Nacchio Sues Qwest To Pay for Legal Defense
By Peg Brickley
The Wall Street Journal
Saturday, May 26, 2007
Joseph P. Nacchio, former chairman and chief
executive of Qwest Communications International Inc., sued the
company he once led to force it to keep paying his legal fees.
Mr. Nacchio has said he will appeal his April 19 conviction, in
federal court in Denver, on 19 of 42 counts of insider trading.

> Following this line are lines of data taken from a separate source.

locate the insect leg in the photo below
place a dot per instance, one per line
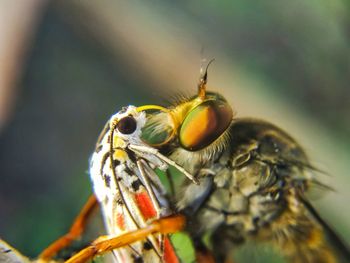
(165, 225)
(75, 231)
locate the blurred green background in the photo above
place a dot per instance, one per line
(284, 61)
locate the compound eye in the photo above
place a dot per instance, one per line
(204, 124)
(126, 125)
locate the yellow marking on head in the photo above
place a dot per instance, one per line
(118, 142)
(120, 155)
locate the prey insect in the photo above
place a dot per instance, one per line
(254, 178)
(134, 204)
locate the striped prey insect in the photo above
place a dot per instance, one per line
(133, 201)
(253, 177)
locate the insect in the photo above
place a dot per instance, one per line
(131, 196)
(253, 177)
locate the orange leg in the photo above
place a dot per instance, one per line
(165, 225)
(75, 231)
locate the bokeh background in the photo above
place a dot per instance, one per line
(66, 66)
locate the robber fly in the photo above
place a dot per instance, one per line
(253, 179)
(132, 199)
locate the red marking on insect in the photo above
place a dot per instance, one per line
(120, 221)
(146, 206)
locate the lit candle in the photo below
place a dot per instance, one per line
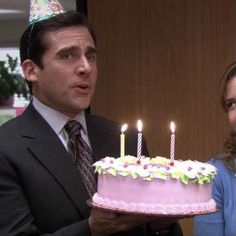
(172, 142)
(139, 144)
(122, 140)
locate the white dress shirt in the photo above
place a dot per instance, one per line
(58, 120)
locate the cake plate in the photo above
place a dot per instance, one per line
(116, 210)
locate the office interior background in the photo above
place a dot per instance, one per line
(158, 61)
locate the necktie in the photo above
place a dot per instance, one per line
(81, 155)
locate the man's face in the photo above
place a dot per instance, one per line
(68, 78)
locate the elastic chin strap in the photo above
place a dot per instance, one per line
(29, 40)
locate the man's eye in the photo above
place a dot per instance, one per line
(231, 105)
(91, 57)
(66, 56)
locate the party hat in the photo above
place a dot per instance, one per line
(44, 9)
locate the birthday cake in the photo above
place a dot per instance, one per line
(154, 186)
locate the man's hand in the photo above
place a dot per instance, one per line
(104, 223)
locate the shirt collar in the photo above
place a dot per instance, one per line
(56, 119)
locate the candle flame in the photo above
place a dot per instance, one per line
(124, 128)
(172, 127)
(139, 125)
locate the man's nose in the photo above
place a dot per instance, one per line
(84, 66)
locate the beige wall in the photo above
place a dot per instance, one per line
(161, 60)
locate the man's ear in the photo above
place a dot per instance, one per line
(30, 70)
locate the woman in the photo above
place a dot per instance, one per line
(223, 222)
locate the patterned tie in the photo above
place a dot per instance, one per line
(81, 155)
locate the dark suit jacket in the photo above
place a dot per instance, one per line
(41, 191)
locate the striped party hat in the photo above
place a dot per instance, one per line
(44, 9)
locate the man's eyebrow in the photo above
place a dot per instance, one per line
(92, 49)
(67, 49)
(72, 48)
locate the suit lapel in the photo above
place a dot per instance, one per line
(45, 145)
(101, 137)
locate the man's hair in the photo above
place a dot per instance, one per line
(33, 43)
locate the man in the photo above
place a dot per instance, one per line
(42, 192)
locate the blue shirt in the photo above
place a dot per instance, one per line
(223, 222)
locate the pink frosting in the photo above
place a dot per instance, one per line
(156, 196)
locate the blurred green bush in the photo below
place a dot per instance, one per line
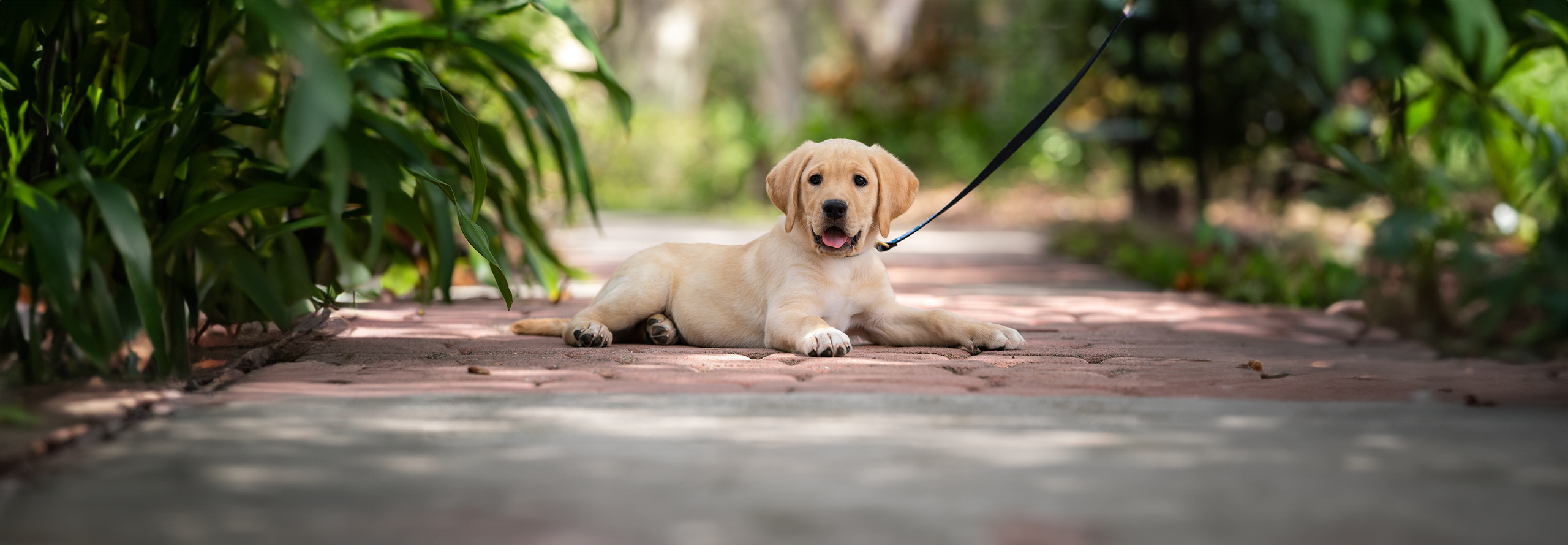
(1213, 260)
(173, 166)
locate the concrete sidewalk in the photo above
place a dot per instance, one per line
(1129, 418)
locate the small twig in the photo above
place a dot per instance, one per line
(292, 346)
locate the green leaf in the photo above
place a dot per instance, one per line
(1480, 38)
(126, 228)
(446, 247)
(55, 238)
(320, 98)
(554, 121)
(9, 80)
(466, 126)
(477, 238)
(259, 197)
(262, 291)
(1330, 24)
(618, 96)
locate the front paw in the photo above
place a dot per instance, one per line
(992, 337)
(825, 343)
(589, 333)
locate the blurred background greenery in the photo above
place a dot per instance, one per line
(1407, 153)
(1401, 151)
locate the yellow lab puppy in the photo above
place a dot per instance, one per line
(805, 286)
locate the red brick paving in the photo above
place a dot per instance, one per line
(1088, 333)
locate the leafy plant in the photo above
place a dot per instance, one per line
(176, 166)
(1474, 164)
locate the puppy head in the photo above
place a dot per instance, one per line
(841, 191)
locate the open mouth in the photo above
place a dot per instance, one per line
(835, 238)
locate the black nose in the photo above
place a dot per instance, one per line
(835, 210)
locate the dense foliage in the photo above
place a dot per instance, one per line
(1448, 113)
(172, 166)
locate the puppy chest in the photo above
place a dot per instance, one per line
(841, 295)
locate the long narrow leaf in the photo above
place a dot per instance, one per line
(475, 236)
(261, 197)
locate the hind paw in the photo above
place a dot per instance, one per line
(662, 330)
(590, 335)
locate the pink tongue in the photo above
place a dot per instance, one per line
(835, 238)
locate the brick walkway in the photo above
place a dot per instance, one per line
(1129, 418)
(1090, 333)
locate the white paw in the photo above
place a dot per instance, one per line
(825, 343)
(992, 337)
(589, 333)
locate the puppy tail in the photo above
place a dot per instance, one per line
(541, 326)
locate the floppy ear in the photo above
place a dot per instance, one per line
(896, 186)
(785, 183)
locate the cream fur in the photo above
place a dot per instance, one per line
(785, 289)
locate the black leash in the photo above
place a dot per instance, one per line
(1021, 137)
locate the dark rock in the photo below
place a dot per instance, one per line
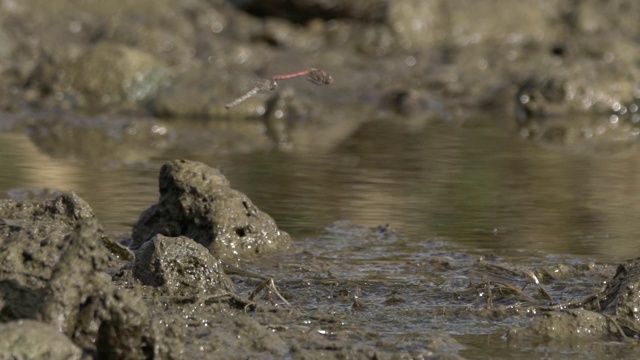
(180, 266)
(570, 324)
(35, 234)
(28, 339)
(621, 297)
(52, 268)
(197, 202)
(111, 73)
(126, 331)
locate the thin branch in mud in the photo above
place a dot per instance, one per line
(270, 285)
(316, 76)
(356, 299)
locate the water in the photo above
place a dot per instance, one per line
(449, 195)
(480, 187)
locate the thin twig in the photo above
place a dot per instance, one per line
(316, 76)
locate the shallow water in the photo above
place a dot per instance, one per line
(450, 196)
(481, 187)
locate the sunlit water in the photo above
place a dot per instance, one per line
(451, 193)
(480, 187)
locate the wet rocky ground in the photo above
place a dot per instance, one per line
(204, 272)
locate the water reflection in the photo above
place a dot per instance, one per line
(480, 187)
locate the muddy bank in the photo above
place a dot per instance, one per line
(418, 60)
(68, 287)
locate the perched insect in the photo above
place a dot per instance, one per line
(314, 75)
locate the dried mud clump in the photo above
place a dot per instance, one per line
(197, 202)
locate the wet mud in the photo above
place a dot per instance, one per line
(180, 298)
(204, 273)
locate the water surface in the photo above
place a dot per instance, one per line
(480, 187)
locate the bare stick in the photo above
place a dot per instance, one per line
(316, 76)
(261, 87)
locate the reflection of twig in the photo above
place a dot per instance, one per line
(314, 75)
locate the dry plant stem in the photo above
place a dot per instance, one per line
(271, 285)
(314, 75)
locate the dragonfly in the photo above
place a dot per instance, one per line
(314, 75)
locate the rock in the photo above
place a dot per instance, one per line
(52, 268)
(197, 202)
(180, 266)
(126, 331)
(621, 297)
(111, 73)
(35, 234)
(28, 339)
(71, 300)
(570, 324)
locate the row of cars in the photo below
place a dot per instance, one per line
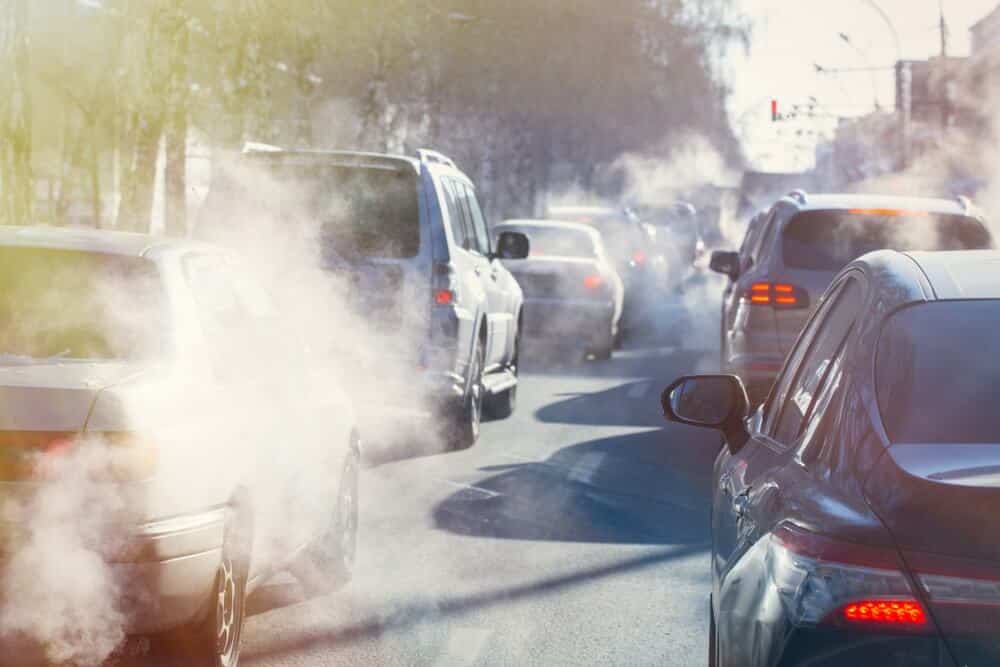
(853, 516)
(131, 370)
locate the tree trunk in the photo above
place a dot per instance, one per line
(137, 196)
(17, 190)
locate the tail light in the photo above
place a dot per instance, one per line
(777, 295)
(444, 284)
(42, 456)
(822, 581)
(964, 595)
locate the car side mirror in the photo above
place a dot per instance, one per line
(512, 245)
(710, 401)
(726, 262)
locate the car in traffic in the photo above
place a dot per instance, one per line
(854, 514)
(636, 256)
(411, 236)
(135, 382)
(789, 256)
(572, 292)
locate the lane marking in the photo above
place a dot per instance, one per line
(465, 646)
(638, 390)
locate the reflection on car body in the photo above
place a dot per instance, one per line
(854, 520)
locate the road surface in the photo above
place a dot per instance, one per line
(573, 533)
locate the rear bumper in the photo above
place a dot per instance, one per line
(568, 320)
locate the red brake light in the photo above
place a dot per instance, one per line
(778, 295)
(875, 612)
(444, 297)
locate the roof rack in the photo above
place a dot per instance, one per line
(798, 195)
(427, 155)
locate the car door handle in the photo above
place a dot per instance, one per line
(741, 503)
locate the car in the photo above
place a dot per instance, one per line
(790, 255)
(854, 517)
(635, 255)
(572, 293)
(410, 234)
(136, 380)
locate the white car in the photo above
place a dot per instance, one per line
(149, 391)
(573, 295)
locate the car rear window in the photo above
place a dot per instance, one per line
(77, 305)
(938, 373)
(362, 211)
(550, 242)
(828, 240)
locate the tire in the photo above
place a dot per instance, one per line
(502, 405)
(328, 565)
(214, 640)
(463, 426)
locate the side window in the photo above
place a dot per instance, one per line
(461, 227)
(831, 332)
(478, 221)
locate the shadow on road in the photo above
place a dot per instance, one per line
(651, 487)
(416, 612)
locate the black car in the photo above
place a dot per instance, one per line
(855, 514)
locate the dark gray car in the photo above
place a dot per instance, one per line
(792, 252)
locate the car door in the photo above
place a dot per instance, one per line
(497, 282)
(749, 496)
(483, 272)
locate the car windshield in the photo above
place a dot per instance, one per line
(829, 240)
(67, 304)
(362, 212)
(554, 242)
(938, 373)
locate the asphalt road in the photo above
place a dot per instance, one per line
(573, 533)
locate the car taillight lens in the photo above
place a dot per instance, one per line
(822, 581)
(777, 295)
(445, 285)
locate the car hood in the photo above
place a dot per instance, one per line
(56, 396)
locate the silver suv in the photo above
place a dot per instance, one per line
(411, 236)
(791, 253)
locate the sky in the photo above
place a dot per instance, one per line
(791, 37)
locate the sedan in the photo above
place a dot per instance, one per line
(154, 431)
(572, 293)
(855, 513)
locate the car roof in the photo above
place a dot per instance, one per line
(85, 239)
(961, 274)
(554, 224)
(847, 201)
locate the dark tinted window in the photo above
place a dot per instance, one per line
(461, 225)
(817, 362)
(938, 372)
(78, 305)
(828, 240)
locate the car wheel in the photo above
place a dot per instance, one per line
(502, 405)
(463, 431)
(329, 564)
(216, 638)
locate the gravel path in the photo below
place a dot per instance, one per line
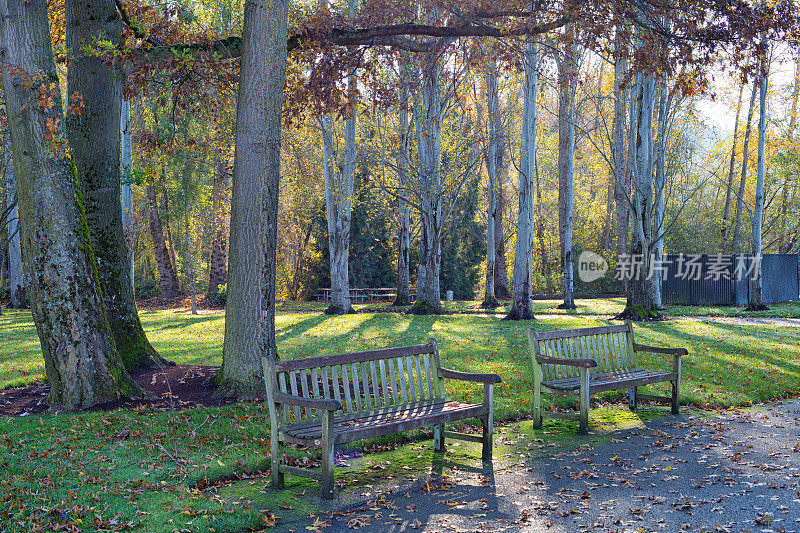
(735, 471)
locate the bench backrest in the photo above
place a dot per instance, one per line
(610, 346)
(361, 381)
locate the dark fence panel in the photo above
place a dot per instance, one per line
(717, 282)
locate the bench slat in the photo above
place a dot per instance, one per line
(347, 358)
(393, 381)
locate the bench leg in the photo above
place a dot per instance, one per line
(487, 422)
(327, 455)
(276, 476)
(675, 396)
(438, 438)
(583, 424)
(676, 385)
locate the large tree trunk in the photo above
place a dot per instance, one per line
(127, 187)
(15, 286)
(783, 243)
(250, 322)
(737, 230)
(168, 278)
(642, 290)
(567, 72)
(82, 364)
(493, 112)
(500, 264)
(339, 205)
(218, 262)
(403, 295)
(94, 138)
(620, 162)
(729, 189)
(522, 306)
(756, 284)
(429, 148)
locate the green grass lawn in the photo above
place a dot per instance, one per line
(108, 470)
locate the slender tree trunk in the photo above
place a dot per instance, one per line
(729, 189)
(250, 322)
(642, 290)
(567, 73)
(168, 278)
(659, 206)
(500, 263)
(127, 187)
(403, 295)
(756, 284)
(787, 185)
(620, 170)
(493, 111)
(94, 138)
(82, 364)
(15, 287)
(522, 307)
(218, 262)
(429, 151)
(737, 230)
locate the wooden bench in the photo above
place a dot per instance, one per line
(324, 401)
(581, 362)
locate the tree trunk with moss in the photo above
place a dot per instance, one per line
(522, 306)
(15, 286)
(94, 139)
(250, 320)
(218, 263)
(167, 277)
(81, 361)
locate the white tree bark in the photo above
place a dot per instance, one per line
(127, 186)
(620, 170)
(429, 148)
(16, 288)
(522, 306)
(642, 289)
(567, 72)
(756, 284)
(493, 112)
(250, 322)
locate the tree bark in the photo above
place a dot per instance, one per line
(82, 364)
(729, 189)
(429, 151)
(250, 322)
(403, 295)
(522, 306)
(218, 262)
(94, 138)
(567, 72)
(756, 284)
(783, 244)
(15, 286)
(737, 230)
(620, 170)
(168, 278)
(126, 184)
(493, 112)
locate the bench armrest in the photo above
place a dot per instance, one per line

The ex-CEO's legal bills are mounting, as he is still on the
roster of defendants in "several pending lawsuits and other
claims" arising from his stint at the helm of Qwest, according
to court papers filed late Thursday.
"Mr. Nacchio faces significant legal exposure by reason of the
fact that he was a director and officer of the company," said a
letter from Mr. Nacchio's corporate attorney Kevin Abrams of
Abrams & Laster in Wilmington, Del.
The letter was sent to Chancellor William B. Chandler, lead
judge of Delaware's corporate law tribunal, a court that has
seen many such battles regarding legal fees for former
executives in trouble.
Former Hollinger International Inc. chief Conrad Black, for
example, battled successfully in Delaware to force the company
he was accused of looting to pay his lawyers. Mr. Black is on
trial in Chicago, charged with racketeering, tax evasion,
obstruction of justice and fraud.
Qwest has been picking up the tab for Mr. Nacchio's lawyers in
keeping with standard corporate executive agreements
incorporated in his severance package when he resigned in 2002.
Mr. Nacchio says Qwest recently began balking at paying his
legal bills, in violation of those agreements.
Mr. Nacchio's attorney Herbert Stern of Stern & Kilcullen LLC
said in a court filing that Qwest general counsel Richard Baer
didn't return a call he made Thursday afternoon, which Mr. Stern
characterized as unusual.
Mr. Stern called Mr. Baer because of a report in the Denver
Post. In the newspaper's account, Qwest Chief Executive Dick
Notebaert was quizzed about the possibility that the company
would seek to recoup money it had spent defending Mr. Nacchio.
"It's extremely complex," Mr. Notebaert is quoted as saying.